NICE!:T What resolution is that running at Mike?


----------



## dradius (Sep 10, 2008)

Good stuff. I like how small the laptop looks next to it


----------



## Mike P. (Apr 6, 2007)

It is currently set at 1024 x 768 which is the laptops resolution extended to the Samsung. I'm still trying to figure out how to make the laptop the #1 screen and the Samsung the #2 screen so I can set a different resolution to the Samsung.


----------



## dradius (Sep 10, 2008)

On your regular desktop, right click/properties/settings and you should (hopefully) have two boxes with a "1" and "2" in them. Left-click on "2" and you should be able to check the box "Extend my Windows Desktop onto this monitor" and make sure the other box about using as primary is unchecked.
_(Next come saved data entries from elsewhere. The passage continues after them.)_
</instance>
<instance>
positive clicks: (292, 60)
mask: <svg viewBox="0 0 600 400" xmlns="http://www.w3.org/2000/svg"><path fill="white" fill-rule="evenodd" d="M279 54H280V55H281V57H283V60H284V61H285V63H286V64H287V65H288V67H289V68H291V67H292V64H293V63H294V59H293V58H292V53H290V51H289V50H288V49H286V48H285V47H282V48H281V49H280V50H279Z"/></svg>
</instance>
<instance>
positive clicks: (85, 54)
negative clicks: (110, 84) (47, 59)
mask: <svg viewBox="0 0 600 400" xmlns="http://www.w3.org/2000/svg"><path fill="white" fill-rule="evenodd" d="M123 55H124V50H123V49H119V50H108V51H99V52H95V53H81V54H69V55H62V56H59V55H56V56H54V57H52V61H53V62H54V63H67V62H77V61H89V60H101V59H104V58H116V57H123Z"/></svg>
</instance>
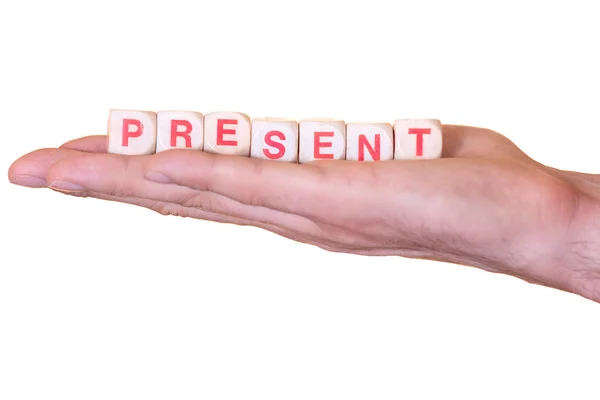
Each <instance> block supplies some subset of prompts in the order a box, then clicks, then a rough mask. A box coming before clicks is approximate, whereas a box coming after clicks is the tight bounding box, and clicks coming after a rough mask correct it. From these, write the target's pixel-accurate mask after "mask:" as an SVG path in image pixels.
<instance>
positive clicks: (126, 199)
mask: <svg viewBox="0 0 600 400" xmlns="http://www.w3.org/2000/svg"><path fill="white" fill-rule="evenodd" d="M63 193H65V194H67V195H72V196H76V197H92V198H96V199H100V200H106V201H113V202H119V203H126V204H131V205H134V206H139V207H143V208H147V209H149V210H152V211H154V212H157V213H159V214H161V215H172V216H183V217H191V218H196V219H201V220H204V221H210V222H216V223H226V224H235V225H239V226H252V227H256V228H259V229H263V230H266V231H269V232H271V233H274V234H276V235H279V236H281V237H284V238H286V239H290V240H294V241H296V242H300V243H304V244H310V245H314V246H317V247H320V248H322V249H324V250H327V251H336V252H340V251H343V252H346V253H354V254H366V252H365V251H363V250H362V249H360V248H352V247H344V246H340V244H339V243H337V242H335V241H332V240H327V239H323V238H317V237H312V236H308V235H305V234H303V233H300V232H297V231H294V230H290V229H286V228H282V227H280V226H277V225H273V224H270V223H266V222H257V221H253V220H248V219H243V218H237V217H231V216H226V215H222V214H219V213H214V212H208V211H203V210H199V209H196V208H188V207H183V206H181V205H179V204H173V203H166V202H161V201H154V200H149V199H140V198H136V197H117V196H110V195H106V194H103V193H96V192H63ZM368 254H373V253H372V252H369V253H368Z"/></svg>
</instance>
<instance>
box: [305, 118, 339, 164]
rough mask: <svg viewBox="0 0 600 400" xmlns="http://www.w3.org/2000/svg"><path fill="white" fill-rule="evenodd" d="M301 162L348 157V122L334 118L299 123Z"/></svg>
mask: <svg viewBox="0 0 600 400" xmlns="http://www.w3.org/2000/svg"><path fill="white" fill-rule="evenodd" d="M299 147H300V148H299V157H298V162H299V163H306V162H309V161H316V160H343V159H345V158H346V123H345V122H344V121H342V120H337V119H332V118H314V119H304V120H301V121H300V123H299Z"/></svg>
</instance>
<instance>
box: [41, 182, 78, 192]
mask: <svg viewBox="0 0 600 400" xmlns="http://www.w3.org/2000/svg"><path fill="white" fill-rule="evenodd" d="M48 186H49V187H50V188H52V189H56V190H62V191H64V192H80V191H82V190H83V186H79V185H76V184H74V183H71V182H65V181H54V182H52V183H51V184H50V185H48Z"/></svg>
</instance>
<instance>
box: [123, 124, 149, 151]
mask: <svg viewBox="0 0 600 400" xmlns="http://www.w3.org/2000/svg"><path fill="white" fill-rule="evenodd" d="M130 125H133V126H135V131H133V132H130V131H129V126H130ZM142 133H144V125H142V122H141V121H139V120H137V119H127V118H125V119H123V135H122V139H123V140H122V143H121V144H122V145H123V147H127V146H129V138H130V137H139V136H141V135H142Z"/></svg>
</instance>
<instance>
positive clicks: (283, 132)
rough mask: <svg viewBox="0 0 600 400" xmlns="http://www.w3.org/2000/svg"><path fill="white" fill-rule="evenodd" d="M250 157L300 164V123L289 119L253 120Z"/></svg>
mask: <svg viewBox="0 0 600 400" xmlns="http://www.w3.org/2000/svg"><path fill="white" fill-rule="evenodd" d="M250 156H251V157H253V158H261V159H267V160H275V161H284V162H294V163H295V162H298V122H297V121H295V120H292V119H287V118H273V117H264V118H255V119H253V120H252V144H251V146H250Z"/></svg>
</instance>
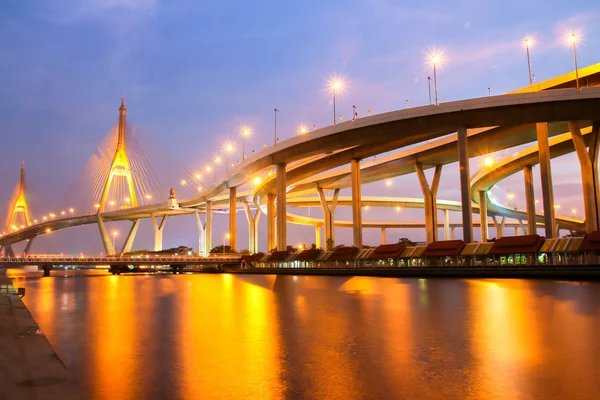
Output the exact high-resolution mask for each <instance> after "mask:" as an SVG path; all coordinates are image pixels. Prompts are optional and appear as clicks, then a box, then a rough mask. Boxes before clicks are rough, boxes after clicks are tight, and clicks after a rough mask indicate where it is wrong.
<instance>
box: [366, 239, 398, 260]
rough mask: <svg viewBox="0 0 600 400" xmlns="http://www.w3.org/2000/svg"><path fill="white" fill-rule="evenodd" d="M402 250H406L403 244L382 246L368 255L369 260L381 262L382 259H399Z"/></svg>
mask: <svg viewBox="0 0 600 400" xmlns="http://www.w3.org/2000/svg"><path fill="white" fill-rule="evenodd" d="M404 249H406V245H405V244H404V243H396V244H382V245H381V246H377V247H376V248H375V250H373V252H372V253H371V255H369V259H371V260H381V259H384V258H397V257H400V255H401V254H402V252H403V251H404Z"/></svg>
You can also click "Identify" and if you have the settings right, it'll put a big 1 on your laptop screen and a 2 on your TV screen.


----------



## tonyvdb (Sep 5, 2007)

At the very least you should be able to turn off the laptops built in monitor by selecting the blue function key and the F key that has what looks like a monitor (every laptop is different) and then you will be able to up the resolution to fit the 67"


----------



## recruit (May 9, 2009)

Great looking panel Mike, it sure beats surfing on the small laptop


----------



## Sonnie (Apr 11, 2006)

Whoa! 

Nice!

That won't fit in my lap though... :sad:


----------